A face-to-face meeting has failed to heal the wounds of the pair’s Turnberry fall-out, Lyle has revealed.
In the run-up to the 2009 Open a Scottish golfing civil war erupted after Lyle resurrected the Jakarta cheating row which had dogged his compatriot.
What followed was a tit-for-tat exchange between the two on the Ayrshire coast, ending with Lyle suggesting they got together privately to settle the matter.
The sit-down has taken place, but Lyle told Courier Sport the seven-time European Order of Merit winner didn’t feel able to let bygones be bygones.
”There’s still some lingering smoke,” he admitted. ”We did speak but that was about as far as it’s gone. He’s not taken it that well. What happened at Turnberry if he was going to go at anybody he should have gone at some of the press guys for turning it round.
”What I was supposed to have said was not my true words.”
Lyle would love to succeed Jose Maria Olazabal as Ryder Cup captain in Perthshire in 2014, but he is realistic enough to appreciate that his chance has almost certainly passed him by.
If it isn’t to be him, however, he still hopes a Scot will get the role. And he believes Monty’s success at Celtic Manor in 2010, coupled with his association with Gleneagles, would stand him in good stead.
”It wouldn’t stop me saying he’d be a good captain,” Lyle pointed out. ”As far as myself, I don’t think that will happen.

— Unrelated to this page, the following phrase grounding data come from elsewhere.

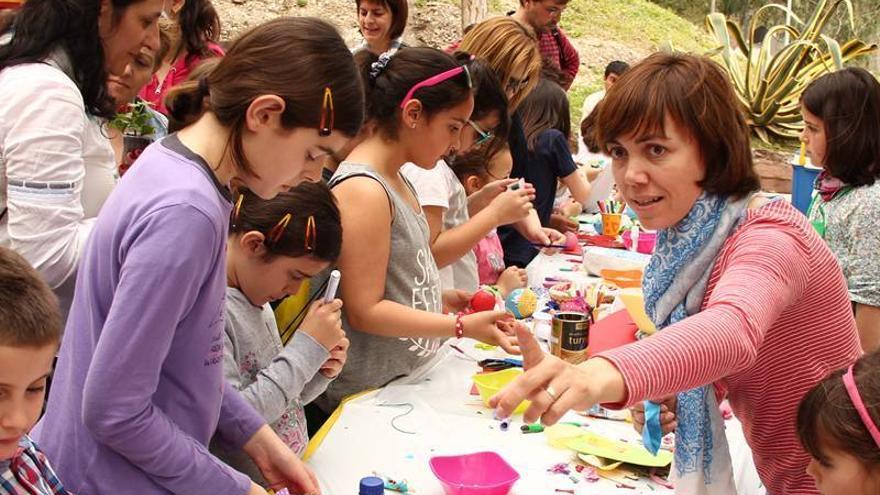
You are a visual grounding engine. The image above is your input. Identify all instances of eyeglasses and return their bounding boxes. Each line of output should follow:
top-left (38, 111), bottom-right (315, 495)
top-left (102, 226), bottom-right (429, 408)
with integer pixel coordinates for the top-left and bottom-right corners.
top-left (485, 166), bottom-right (510, 181)
top-left (231, 193), bottom-right (317, 252)
top-left (399, 65), bottom-right (473, 109)
top-left (505, 76), bottom-right (530, 94)
top-left (467, 120), bottom-right (494, 146)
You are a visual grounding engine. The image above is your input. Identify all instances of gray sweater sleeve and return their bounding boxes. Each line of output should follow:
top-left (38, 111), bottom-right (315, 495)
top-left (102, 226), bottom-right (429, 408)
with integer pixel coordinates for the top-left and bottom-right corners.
top-left (223, 309), bottom-right (330, 425)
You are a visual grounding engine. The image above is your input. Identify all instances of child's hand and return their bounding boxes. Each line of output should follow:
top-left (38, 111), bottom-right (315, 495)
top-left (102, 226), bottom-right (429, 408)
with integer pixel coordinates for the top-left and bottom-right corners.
top-left (489, 187), bottom-right (533, 226)
top-left (299, 299), bottom-right (344, 351)
top-left (442, 289), bottom-right (473, 314)
top-left (631, 396), bottom-right (678, 435)
top-left (461, 311), bottom-right (520, 355)
top-left (496, 266), bottom-right (527, 297)
top-left (549, 213), bottom-right (578, 234)
top-left (319, 337), bottom-right (350, 378)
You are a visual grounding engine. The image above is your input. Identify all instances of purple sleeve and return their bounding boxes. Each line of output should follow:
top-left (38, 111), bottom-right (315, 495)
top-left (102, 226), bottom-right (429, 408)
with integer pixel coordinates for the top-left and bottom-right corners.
top-left (80, 205), bottom-right (252, 495)
top-left (215, 380), bottom-right (266, 449)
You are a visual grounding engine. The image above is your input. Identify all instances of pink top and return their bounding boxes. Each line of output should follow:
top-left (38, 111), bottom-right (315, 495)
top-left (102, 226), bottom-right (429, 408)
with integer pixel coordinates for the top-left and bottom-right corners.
top-left (139, 43), bottom-right (225, 115)
top-left (599, 200), bottom-right (862, 495)
top-left (474, 229), bottom-right (505, 285)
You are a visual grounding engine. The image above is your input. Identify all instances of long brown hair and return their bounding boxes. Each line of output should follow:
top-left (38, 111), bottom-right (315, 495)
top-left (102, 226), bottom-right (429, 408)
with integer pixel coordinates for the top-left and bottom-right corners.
top-left (596, 52), bottom-right (760, 199)
top-left (165, 17), bottom-right (364, 178)
top-left (459, 17), bottom-right (541, 111)
top-left (518, 78), bottom-right (570, 152)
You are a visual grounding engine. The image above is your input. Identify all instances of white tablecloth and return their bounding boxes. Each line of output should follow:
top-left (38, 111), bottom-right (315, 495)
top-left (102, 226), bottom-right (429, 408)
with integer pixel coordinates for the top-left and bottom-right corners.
top-left (308, 234), bottom-right (767, 495)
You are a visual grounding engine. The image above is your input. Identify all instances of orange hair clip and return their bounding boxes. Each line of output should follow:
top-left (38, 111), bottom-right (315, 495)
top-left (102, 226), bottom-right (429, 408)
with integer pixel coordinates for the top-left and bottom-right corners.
top-left (305, 215), bottom-right (316, 252)
top-left (267, 213), bottom-right (292, 245)
top-left (231, 193), bottom-right (245, 229)
top-left (319, 87), bottom-right (334, 136)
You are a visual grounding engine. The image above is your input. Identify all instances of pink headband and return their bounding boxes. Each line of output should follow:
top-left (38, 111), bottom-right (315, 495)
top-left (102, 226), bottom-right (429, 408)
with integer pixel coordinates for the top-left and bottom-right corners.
top-left (843, 364), bottom-right (880, 449)
top-left (399, 65), bottom-right (472, 109)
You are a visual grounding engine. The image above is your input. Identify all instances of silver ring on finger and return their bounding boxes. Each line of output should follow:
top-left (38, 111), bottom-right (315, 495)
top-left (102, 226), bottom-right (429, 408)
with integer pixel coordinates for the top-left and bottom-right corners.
top-left (545, 385), bottom-right (558, 402)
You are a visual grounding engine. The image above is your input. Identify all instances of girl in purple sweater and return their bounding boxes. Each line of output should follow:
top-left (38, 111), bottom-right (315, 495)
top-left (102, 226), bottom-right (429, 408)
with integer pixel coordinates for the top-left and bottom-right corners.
top-left (34, 17), bottom-right (363, 495)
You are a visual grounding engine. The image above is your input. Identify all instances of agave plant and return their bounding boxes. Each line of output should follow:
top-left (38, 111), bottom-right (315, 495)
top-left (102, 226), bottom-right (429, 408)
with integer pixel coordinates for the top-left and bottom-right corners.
top-left (706, 0), bottom-right (878, 143)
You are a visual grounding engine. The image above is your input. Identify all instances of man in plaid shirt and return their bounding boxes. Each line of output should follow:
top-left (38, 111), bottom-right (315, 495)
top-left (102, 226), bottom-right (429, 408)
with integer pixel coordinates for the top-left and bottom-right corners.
top-left (511, 0), bottom-right (580, 90)
top-left (0, 247), bottom-right (68, 495)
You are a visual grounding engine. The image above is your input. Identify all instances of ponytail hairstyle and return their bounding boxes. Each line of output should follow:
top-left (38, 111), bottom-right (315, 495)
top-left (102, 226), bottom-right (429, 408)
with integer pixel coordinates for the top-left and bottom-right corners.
top-left (165, 17), bottom-right (365, 178)
top-left (354, 46), bottom-right (473, 141)
top-left (230, 182), bottom-right (342, 262)
top-left (0, 0), bottom-right (145, 119)
top-left (172, 0), bottom-right (221, 60)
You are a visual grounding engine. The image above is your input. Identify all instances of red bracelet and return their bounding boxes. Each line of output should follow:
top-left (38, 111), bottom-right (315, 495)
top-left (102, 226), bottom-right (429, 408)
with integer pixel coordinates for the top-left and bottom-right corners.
top-left (455, 312), bottom-right (465, 339)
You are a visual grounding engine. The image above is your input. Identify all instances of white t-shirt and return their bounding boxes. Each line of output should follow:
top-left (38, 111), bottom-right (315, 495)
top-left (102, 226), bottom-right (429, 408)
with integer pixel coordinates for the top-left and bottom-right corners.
top-left (580, 89), bottom-right (606, 126)
top-left (401, 160), bottom-right (479, 292)
top-left (0, 57), bottom-right (117, 316)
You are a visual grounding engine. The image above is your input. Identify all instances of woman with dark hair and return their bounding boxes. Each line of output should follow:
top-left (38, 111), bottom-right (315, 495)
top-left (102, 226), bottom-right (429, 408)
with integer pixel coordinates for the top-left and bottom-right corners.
top-left (492, 53), bottom-right (861, 495)
top-left (0, 0), bottom-right (162, 317)
top-left (353, 0), bottom-right (407, 56)
top-left (500, 78), bottom-right (591, 266)
top-left (139, 0), bottom-right (223, 114)
top-left (802, 68), bottom-right (880, 353)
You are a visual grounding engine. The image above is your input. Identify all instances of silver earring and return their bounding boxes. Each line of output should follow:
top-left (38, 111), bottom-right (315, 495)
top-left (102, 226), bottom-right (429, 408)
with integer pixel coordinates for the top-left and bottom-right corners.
top-left (411, 122), bottom-right (417, 128)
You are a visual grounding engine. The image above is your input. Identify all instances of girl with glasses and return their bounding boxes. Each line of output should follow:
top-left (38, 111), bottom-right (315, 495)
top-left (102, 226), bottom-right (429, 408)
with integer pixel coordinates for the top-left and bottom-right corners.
top-left (400, 55), bottom-right (531, 294)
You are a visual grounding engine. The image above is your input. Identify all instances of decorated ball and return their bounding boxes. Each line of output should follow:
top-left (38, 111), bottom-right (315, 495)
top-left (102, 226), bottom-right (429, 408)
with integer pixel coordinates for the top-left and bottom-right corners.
top-left (505, 288), bottom-right (538, 319)
top-left (470, 288), bottom-right (498, 313)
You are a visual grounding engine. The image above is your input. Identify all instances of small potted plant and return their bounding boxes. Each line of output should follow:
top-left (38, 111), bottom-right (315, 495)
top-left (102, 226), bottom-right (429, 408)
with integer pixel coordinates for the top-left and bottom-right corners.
top-left (109, 99), bottom-right (157, 159)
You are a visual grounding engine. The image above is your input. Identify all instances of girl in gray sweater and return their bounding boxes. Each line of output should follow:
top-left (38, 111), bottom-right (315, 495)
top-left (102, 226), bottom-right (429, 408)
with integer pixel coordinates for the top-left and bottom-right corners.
top-left (211, 183), bottom-right (348, 485)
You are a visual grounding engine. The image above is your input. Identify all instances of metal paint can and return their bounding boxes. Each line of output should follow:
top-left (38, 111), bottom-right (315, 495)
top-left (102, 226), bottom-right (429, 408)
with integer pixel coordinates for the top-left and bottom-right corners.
top-left (550, 311), bottom-right (590, 363)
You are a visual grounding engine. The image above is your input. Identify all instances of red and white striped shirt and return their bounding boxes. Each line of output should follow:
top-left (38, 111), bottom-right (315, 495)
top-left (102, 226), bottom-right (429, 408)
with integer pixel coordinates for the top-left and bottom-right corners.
top-left (599, 200), bottom-right (862, 495)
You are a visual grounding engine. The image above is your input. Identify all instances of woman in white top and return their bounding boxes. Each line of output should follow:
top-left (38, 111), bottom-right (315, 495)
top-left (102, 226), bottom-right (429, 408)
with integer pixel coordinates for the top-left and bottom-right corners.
top-left (0, 0), bottom-right (162, 316)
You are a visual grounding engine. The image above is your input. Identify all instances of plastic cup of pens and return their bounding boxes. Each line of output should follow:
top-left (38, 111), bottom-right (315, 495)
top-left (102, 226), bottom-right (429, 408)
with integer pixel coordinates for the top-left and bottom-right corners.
top-left (600, 213), bottom-right (622, 237)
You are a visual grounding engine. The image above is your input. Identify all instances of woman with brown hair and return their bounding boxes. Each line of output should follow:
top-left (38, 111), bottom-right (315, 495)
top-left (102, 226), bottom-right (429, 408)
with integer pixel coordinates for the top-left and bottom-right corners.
top-left (460, 16), bottom-right (566, 254)
top-left (492, 53), bottom-right (861, 495)
top-left (353, 0), bottom-right (407, 56)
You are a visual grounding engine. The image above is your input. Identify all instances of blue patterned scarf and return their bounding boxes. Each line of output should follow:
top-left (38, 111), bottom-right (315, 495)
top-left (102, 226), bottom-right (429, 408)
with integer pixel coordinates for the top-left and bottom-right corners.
top-left (641, 192), bottom-right (750, 482)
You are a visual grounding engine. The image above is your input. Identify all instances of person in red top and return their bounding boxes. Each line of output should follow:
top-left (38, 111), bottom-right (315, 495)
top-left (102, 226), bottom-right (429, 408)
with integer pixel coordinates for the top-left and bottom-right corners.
top-left (509, 0), bottom-right (579, 90)
top-left (139, 0), bottom-right (223, 115)
top-left (492, 53), bottom-right (862, 495)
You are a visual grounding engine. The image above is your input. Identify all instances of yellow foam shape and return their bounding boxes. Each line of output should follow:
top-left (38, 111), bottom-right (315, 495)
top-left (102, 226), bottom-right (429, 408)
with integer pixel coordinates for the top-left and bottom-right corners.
top-left (578, 453), bottom-right (623, 471)
top-left (564, 430), bottom-right (672, 468)
top-left (544, 424), bottom-right (586, 448)
top-left (618, 288), bottom-right (657, 335)
top-left (472, 368), bottom-right (531, 415)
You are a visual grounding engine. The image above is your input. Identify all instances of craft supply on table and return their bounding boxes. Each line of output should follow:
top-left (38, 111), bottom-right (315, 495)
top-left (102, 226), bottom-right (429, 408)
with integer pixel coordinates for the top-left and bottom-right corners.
top-left (472, 368), bottom-right (530, 414)
top-left (359, 476), bottom-right (385, 495)
top-left (470, 287), bottom-right (500, 312)
top-left (504, 288), bottom-right (538, 318)
top-left (601, 212), bottom-right (623, 236)
top-left (551, 312), bottom-right (591, 364)
top-left (430, 452), bottom-right (520, 495)
top-left (521, 424), bottom-right (545, 433)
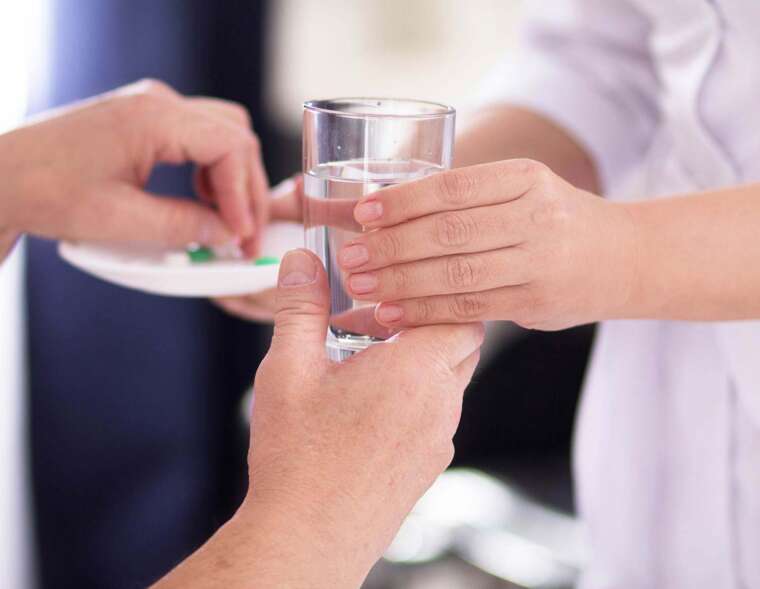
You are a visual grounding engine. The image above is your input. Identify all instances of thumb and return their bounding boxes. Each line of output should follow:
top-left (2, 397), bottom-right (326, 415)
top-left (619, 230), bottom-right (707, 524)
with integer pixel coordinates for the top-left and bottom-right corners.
top-left (271, 249), bottom-right (330, 355)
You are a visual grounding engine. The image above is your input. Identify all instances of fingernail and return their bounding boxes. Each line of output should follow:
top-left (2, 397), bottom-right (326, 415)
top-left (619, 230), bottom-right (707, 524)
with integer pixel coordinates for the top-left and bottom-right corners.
top-left (348, 273), bottom-right (378, 294)
top-left (199, 218), bottom-right (235, 245)
top-left (339, 244), bottom-right (369, 268)
top-left (354, 200), bottom-right (383, 224)
top-left (376, 304), bottom-right (403, 324)
top-left (279, 249), bottom-right (317, 287)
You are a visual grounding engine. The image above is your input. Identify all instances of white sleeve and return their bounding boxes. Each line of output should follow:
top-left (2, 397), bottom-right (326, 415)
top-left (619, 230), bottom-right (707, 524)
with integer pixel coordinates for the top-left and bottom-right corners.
top-left (479, 1), bottom-right (659, 194)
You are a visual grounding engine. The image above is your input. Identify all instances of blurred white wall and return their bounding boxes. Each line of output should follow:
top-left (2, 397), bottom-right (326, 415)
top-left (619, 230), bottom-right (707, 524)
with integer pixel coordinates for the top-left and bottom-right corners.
top-left (0, 1), bottom-right (49, 586)
top-left (266, 0), bottom-right (524, 131)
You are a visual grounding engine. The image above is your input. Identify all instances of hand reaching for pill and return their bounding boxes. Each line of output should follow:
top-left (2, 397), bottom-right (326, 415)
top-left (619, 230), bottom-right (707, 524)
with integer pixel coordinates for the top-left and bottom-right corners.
top-left (212, 175), bottom-right (305, 323)
top-left (0, 79), bottom-right (272, 262)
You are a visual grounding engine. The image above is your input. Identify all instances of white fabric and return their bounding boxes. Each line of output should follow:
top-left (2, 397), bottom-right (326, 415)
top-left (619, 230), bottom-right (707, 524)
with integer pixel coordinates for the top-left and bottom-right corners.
top-left (483, 1), bottom-right (760, 587)
top-left (0, 242), bottom-right (32, 588)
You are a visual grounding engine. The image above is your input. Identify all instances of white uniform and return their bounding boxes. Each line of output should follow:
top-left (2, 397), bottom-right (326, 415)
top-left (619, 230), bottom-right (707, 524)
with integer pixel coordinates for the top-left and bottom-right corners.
top-left (482, 1), bottom-right (760, 586)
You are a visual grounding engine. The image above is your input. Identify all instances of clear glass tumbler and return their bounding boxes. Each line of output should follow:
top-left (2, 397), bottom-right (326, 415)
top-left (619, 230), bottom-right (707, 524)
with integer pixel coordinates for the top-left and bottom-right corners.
top-left (303, 98), bottom-right (456, 360)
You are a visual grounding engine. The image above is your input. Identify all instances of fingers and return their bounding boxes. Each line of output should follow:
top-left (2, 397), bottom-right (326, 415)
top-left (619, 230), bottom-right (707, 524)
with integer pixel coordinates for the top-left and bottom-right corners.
top-left (344, 247), bottom-right (530, 301)
top-left (353, 159), bottom-right (546, 228)
top-left (271, 249), bottom-right (330, 355)
top-left (270, 176), bottom-right (304, 223)
top-left (305, 196), bottom-right (362, 232)
top-left (374, 285), bottom-right (535, 327)
top-left (71, 183), bottom-right (234, 246)
top-left (206, 148), bottom-right (256, 238)
top-left (144, 91), bottom-right (264, 245)
top-left (187, 96), bottom-right (252, 128)
top-left (338, 200), bottom-right (530, 273)
top-left (189, 97), bottom-right (271, 256)
top-left (330, 306), bottom-right (399, 340)
top-left (390, 322), bottom-right (485, 373)
top-left (245, 139), bottom-right (271, 256)
top-left (188, 97), bottom-right (268, 253)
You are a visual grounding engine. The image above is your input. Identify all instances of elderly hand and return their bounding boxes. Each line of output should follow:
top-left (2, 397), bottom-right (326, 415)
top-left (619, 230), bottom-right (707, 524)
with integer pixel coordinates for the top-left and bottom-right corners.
top-left (213, 175), bottom-right (304, 322)
top-left (212, 173), bottom-right (363, 324)
top-left (0, 79), bottom-right (269, 261)
top-left (337, 159), bottom-right (638, 331)
top-left (155, 249), bottom-right (483, 588)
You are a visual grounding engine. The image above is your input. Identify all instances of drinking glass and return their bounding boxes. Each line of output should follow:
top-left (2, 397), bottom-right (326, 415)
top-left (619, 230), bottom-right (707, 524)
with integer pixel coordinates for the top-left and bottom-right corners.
top-left (303, 98), bottom-right (455, 360)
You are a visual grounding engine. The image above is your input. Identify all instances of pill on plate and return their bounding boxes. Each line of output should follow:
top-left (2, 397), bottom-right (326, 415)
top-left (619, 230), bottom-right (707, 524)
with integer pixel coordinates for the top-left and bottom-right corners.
top-left (253, 256), bottom-right (279, 266)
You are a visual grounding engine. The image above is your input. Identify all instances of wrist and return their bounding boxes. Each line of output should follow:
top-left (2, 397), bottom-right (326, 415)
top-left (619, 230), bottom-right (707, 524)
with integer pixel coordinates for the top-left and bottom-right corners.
top-left (0, 127), bottom-right (40, 239)
top-left (0, 132), bottom-right (22, 262)
top-left (595, 200), bottom-right (644, 320)
top-left (610, 200), bottom-right (658, 319)
top-left (155, 498), bottom-right (369, 589)
top-left (236, 494), bottom-right (373, 589)
top-left (0, 131), bottom-right (19, 229)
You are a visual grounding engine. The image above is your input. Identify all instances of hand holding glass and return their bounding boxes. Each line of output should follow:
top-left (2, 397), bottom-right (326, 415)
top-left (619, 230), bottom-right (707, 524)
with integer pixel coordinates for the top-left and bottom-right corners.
top-left (303, 98), bottom-right (455, 358)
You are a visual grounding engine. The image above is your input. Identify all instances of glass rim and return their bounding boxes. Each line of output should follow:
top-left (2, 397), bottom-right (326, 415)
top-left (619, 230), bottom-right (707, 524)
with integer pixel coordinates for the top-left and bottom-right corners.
top-left (303, 97), bottom-right (455, 120)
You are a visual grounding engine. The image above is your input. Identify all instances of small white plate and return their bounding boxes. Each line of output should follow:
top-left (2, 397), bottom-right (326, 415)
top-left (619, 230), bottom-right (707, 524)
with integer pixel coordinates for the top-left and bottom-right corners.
top-left (58, 222), bottom-right (304, 297)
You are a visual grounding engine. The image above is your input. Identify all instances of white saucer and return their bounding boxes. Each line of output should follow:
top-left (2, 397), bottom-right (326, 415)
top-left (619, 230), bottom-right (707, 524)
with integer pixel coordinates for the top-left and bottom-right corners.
top-left (58, 222), bottom-right (304, 297)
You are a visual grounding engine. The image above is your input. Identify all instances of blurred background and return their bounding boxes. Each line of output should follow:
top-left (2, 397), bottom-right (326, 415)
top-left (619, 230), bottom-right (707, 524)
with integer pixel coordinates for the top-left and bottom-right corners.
top-left (0, 1), bottom-right (595, 587)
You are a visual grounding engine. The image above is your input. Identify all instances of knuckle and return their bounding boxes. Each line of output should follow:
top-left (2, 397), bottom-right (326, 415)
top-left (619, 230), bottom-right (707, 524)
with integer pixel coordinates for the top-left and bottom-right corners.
top-left (375, 230), bottom-right (402, 261)
top-left (137, 78), bottom-right (175, 97)
top-left (435, 211), bottom-right (477, 248)
top-left (413, 297), bottom-right (436, 323)
top-left (124, 88), bottom-right (166, 116)
top-left (437, 170), bottom-right (475, 205)
top-left (228, 102), bottom-right (252, 128)
top-left (273, 299), bottom-right (327, 337)
top-left (448, 293), bottom-right (486, 320)
top-left (514, 158), bottom-right (551, 183)
top-left (514, 286), bottom-right (550, 329)
top-left (530, 192), bottom-right (567, 230)
top-left (445, 254), bottom-right (480, 289)
top-left (390, 265), bottom-right (410, 292)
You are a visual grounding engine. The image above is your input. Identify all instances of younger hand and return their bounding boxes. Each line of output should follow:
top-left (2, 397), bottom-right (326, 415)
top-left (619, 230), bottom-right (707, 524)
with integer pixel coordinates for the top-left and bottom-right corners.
top-left (338, 159), bottom-right (637, 330)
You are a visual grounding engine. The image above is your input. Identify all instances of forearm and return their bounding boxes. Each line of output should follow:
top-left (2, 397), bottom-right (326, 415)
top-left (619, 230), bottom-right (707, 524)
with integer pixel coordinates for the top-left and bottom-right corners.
top-left (0, 130), bottom-right (23, 262)
top-left (455, 104), bottom-right (601, 193)
top-left (622, 183), bottom-right (760, 321)
top-left (153, 501), bottom-right (367, 589)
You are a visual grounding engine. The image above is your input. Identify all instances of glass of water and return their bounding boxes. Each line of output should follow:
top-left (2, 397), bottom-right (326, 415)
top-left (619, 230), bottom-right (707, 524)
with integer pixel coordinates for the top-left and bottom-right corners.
top-left (303, 98), bottom-right (456, 360)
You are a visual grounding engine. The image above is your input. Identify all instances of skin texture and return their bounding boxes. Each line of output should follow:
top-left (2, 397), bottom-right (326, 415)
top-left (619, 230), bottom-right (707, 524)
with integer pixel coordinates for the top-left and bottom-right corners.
top-left (216, 105), bottom-right (599, 323)
top-left (623, 184), bottom-right (760, 321)
top-left (339, 157), bottom-right (760, 328)
top-left (0, 79), bottom-right (270, 261)
top-left (154, 249), bottom-right (484, 588)
top-left (339, 158), bottom-right (635, 331)
top-left (0, 82), bottom-right (485, 587)
top-left (216, 103), bottom-right (760, 328)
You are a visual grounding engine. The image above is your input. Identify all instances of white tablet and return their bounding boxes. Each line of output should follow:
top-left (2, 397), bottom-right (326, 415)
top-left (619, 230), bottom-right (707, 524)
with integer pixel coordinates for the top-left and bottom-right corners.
top-left (58, 222), bottom-right (303, 297)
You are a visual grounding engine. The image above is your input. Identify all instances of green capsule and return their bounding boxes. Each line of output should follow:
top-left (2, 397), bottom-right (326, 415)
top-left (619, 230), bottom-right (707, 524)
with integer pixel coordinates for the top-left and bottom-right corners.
top-left (187, 247), bottom-right (215, 263)
top-left (253, 256), bottom-right (279, 266)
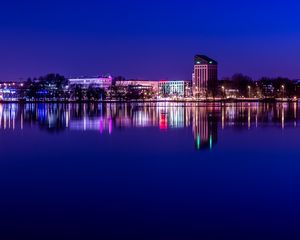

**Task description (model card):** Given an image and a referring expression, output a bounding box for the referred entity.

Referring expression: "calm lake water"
[1,102,300,239]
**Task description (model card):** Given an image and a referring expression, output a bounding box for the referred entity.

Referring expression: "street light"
[248,86,251,98]
[221,86,225,99]
[281,85,285,100]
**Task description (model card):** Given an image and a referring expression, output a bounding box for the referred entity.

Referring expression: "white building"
[115,80,159,92]
[159,80,191,97]
[68,76,113,90]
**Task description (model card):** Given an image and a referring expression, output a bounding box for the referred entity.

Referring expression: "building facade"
[115,80,159,92]
[68,76,113,90]
[192,55,218,97]
[0,82,23,101]
[158,80,192,97]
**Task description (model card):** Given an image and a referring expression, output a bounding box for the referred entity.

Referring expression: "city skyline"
[2,1,300,239]
[2,51,300,82]
[1,1,300,81]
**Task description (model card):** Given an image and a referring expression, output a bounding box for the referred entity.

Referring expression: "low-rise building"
[0,82,23,100]
[158,80,192,97]
[260,83,275,97]
[68,75,113,90]
[115,80,159,92]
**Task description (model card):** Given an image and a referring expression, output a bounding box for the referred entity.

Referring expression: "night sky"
[1,0,300,81]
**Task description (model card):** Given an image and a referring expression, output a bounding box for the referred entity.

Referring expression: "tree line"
[218,74,299,98]
[20,74,106,101]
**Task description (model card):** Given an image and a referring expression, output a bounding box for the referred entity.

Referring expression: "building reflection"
[192,106,218,150]
[0,102,298,151]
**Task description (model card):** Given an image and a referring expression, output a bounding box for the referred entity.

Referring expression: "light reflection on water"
[1,102,300,239]
[0,102,298,151]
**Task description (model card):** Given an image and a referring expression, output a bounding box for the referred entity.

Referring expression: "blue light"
[197,135,200,149]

I don’t think they’ll even be thinking about me now. My name probably won’t even flicker.
”You’ve got to think that with the Ryder Cup coming to Perthshire next and Monty only living a few miles up the road, he might have a chance of being captain again.
”He’s a winning captain and he knows Gleneagles as well as anybody. A Scottish captain in Scotland would be very well received. I think he’s got a strong case, put it that way.
”Paul Lawrie would be a good captain too. It would be nice to have a Scot.”
Many in golf believe it is a disgrace that two-time Major winner Lyle is the only one of the golden generation of 80s European golfers to be passed over for the position. And the man himself doesn’t agree that he’s too old at 54.
He said: ”They wanted to have a younger captain who was still playing on the European Tour and didn’t want to go above the age of 50. So that counts me out.
“I’ve not been involved with the Tour for a while. Whether that affects you being a good captain though, who can say? If you’ve got a good team a 10-year-old could run it. You put them out and they do their bit.
”A good captain is needed when things aren’t going so well getting games turned round and getting attitudes improved. That’s where experience comes in. You don’t lose that.”